6th to 8th May 2021
We had a fast and enjoyable sail over from Long Cay – the shallow seas meant small waves and no oceanic swell, and there were 15-20kt winds from just off the stern. It’s a little nerve wracking seeing the depth meter hover around 3m for hours on end, but we got used to it and steered around anything that looked different. This route is well charted and travelled so I’m sure our caution was unwarranted, but anyway.
On the way, as the kids say, we “caught barracuda after barracuda after barracuda”. Which was both exciting and a shame – as these were too large for us to eat without feeling like we were risking ciguatoxic poisoning. The first one within an hour of leaving, before we had even circled Long Cay to get to the path through the shallows. That one had been half-eaten, by something with large teeth, and became strip bait.
It turns out barracuda love to eat barracuda chunks, and we caught several more. They were returned to the sea. The first was plenty of strip boat for our fishing needs.
On the way over Provo radar called, and while we were anchored the police visited. In both cases they were polite (even if the officer did open the conversation with “you’re under arrest,” he did so with a smile on his face and weapon holstered). I think both were related to COVID concerns – some yachts were stopping briefly without permission while transiting to other places. We had the relevant paperwork, so there was no problems for us.
We have no photos of our time here – I think they were on a phone which was water-damaged a little while later. The anchorage was a little exposed to the swell from just about every direction – Bay Cay is a very small island – but if there had been much from the East we could have snuggled in closer to shore. As it was we anchored well off and were comfy enough.

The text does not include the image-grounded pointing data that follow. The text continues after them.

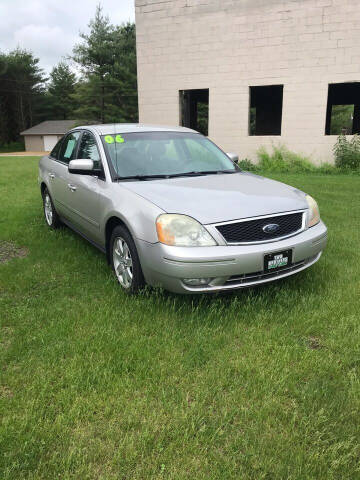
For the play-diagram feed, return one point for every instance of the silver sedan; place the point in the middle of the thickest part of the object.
(169, 208)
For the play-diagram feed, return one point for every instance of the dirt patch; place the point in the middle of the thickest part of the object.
(9, 250)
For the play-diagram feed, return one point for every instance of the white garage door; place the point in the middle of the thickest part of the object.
(49, 142)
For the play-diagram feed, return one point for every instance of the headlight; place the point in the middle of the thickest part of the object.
(314, 214)
(182, 231)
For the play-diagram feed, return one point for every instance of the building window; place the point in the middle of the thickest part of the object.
(194, 109)
(343, 109)
(265, 110)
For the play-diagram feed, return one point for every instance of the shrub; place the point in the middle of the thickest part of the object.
(347, 153)
(247, 165)
(283, 160)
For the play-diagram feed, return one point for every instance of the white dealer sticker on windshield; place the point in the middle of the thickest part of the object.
(278, 261)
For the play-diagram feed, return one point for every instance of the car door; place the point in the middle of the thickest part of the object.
(84, 201)
(58, 174)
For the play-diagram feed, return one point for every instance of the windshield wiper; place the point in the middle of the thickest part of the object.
(201, 172)
(139, 177)
(173, 175)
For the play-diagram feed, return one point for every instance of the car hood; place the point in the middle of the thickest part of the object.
(219, 198)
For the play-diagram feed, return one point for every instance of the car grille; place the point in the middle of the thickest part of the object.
(249, 231)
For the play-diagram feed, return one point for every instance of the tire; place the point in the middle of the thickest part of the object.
(125, 261)
(51, 217)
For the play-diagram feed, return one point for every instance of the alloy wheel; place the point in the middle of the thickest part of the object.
(48, 209)
(123, 263)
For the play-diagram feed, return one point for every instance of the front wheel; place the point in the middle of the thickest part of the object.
(125, 260)
(51, 217)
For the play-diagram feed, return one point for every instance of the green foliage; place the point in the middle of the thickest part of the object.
(21, 93)
(347, 153)
(247, 165)
(341, 119)
(61, 89)
(283, 160)
(107, 58)
(258, 384)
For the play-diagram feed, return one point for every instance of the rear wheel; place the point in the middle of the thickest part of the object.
(125, 260)
(51, 217)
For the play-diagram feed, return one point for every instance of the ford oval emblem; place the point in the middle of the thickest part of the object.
(271, 228)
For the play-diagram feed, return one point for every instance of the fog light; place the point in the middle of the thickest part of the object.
(196, 282)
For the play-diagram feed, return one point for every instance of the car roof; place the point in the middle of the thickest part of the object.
(111, 128)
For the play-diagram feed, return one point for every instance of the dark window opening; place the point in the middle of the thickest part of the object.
(194, 110)
(343, 109)
(265, 110)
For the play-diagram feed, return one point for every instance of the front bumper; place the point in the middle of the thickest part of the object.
(229, 267)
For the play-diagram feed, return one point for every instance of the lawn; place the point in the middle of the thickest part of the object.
(257, 384)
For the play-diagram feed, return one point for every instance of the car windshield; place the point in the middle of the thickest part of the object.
(164, 154)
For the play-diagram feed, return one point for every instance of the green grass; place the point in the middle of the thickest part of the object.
(257, 384)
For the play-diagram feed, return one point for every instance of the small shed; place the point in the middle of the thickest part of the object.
(44, 136)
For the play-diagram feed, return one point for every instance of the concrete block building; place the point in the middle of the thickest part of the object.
(252, 73)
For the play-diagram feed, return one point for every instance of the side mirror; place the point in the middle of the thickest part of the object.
(233, 156)
(81, 167)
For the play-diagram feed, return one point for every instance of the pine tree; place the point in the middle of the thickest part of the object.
(61, 89)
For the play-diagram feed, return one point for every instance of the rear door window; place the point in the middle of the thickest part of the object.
(68, 147)
(88, 149)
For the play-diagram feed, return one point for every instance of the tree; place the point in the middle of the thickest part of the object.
(107, 58)
(96, 54)
(61, 89)
(21, 90)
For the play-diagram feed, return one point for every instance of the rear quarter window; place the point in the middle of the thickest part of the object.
(55, 151)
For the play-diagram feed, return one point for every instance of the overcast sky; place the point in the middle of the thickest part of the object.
(50, 28)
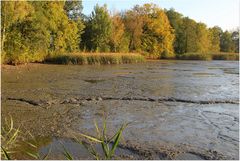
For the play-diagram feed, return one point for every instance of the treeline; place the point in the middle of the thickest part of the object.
(33, 30)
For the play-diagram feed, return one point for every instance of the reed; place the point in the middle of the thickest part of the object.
(95, 58)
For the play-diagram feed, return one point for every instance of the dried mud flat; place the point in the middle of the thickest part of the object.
(177, 109)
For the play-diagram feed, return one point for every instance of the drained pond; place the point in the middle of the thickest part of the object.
(176, 109)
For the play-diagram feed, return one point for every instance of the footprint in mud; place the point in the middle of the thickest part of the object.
(94, 80)
(188, 156)
(204, 74)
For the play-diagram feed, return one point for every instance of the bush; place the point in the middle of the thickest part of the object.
(225, 56)
(95, 58)
(195, 56)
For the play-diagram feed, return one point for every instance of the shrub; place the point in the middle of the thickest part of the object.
(95, 58)
(195, 56)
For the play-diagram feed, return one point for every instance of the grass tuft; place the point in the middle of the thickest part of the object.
(95, 58)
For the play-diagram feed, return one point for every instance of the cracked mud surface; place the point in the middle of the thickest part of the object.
(177, 109)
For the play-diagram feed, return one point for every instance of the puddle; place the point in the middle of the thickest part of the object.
(55, 147)
(204, 74)
(122, 73)
(189, 156)
(94, 80)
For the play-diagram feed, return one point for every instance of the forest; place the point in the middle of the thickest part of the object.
(33, 31)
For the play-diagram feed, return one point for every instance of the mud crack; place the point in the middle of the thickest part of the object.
(104, 98)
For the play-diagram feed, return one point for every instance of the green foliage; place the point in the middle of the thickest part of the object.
(97, 58)
(9, 137)
(31, 31)
(226, 43)
(195, 56)
(150, 31)
(119, 42)
(214, 36)
(73, 9)
(108, 145)
(98, 30)
(43, 27)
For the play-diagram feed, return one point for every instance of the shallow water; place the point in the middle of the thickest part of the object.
(165, 101)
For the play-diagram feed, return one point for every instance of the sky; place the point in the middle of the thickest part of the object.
(223, 13)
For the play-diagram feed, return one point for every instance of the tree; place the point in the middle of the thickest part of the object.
(226, 42)
(11, 12)
(202, 38)
(176, 21)
(73, 9)
(214, 37)
(134, 24)
(235, 38)
(118, 39)
(44, 30)
(150, 30)
(98, 30)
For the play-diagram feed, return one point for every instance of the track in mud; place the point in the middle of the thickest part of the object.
(179, 109)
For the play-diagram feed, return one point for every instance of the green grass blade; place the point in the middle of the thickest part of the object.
(6, 154)
(32, 145)
(14, 137)
(91, 138)
(35, 156)
(105, 150)
(66, 153)
(97, 129)
(49, 151)
(115, 143)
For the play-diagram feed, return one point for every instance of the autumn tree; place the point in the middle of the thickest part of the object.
(12, 12)
(214, 38)
(118, 39)
(98, 30)
(226, 42)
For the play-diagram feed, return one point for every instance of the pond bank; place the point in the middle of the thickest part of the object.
(178, 109)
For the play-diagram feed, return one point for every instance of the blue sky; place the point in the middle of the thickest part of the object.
(224, 13)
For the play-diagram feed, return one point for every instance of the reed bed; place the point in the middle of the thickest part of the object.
(95, 58)
(209, 56)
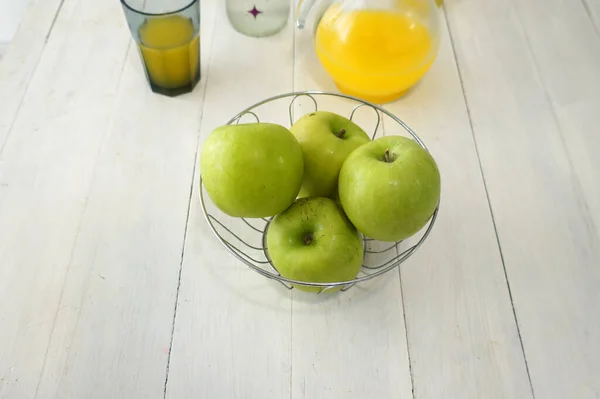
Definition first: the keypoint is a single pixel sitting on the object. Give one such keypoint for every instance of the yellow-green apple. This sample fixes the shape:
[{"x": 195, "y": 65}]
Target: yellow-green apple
[
  {"x": 326, "y": 139},
  {"x": 313, "y": 241},
  {"x": 252, "y": 170},
  {"x": 389, "y": 188}
]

Here, the rock iguanas which were cautious and timid on Long Cay were positively friendly – they actually ran over to investigate us. Especially Theo, who obviously looks the most welcoming of all of us. My guess is that the tour boats which visit the island feed them.
The island was pretty and well worth a visit, but heavier weather was forecast and we wanted to move on a little closer to Providenciales (where there were shops in reach of our dinghy, even with our much-reduced battery capacity). We actually contemplated sailing straight around, but figured it would be worth stopping off the West coast for a night or two. Good decision.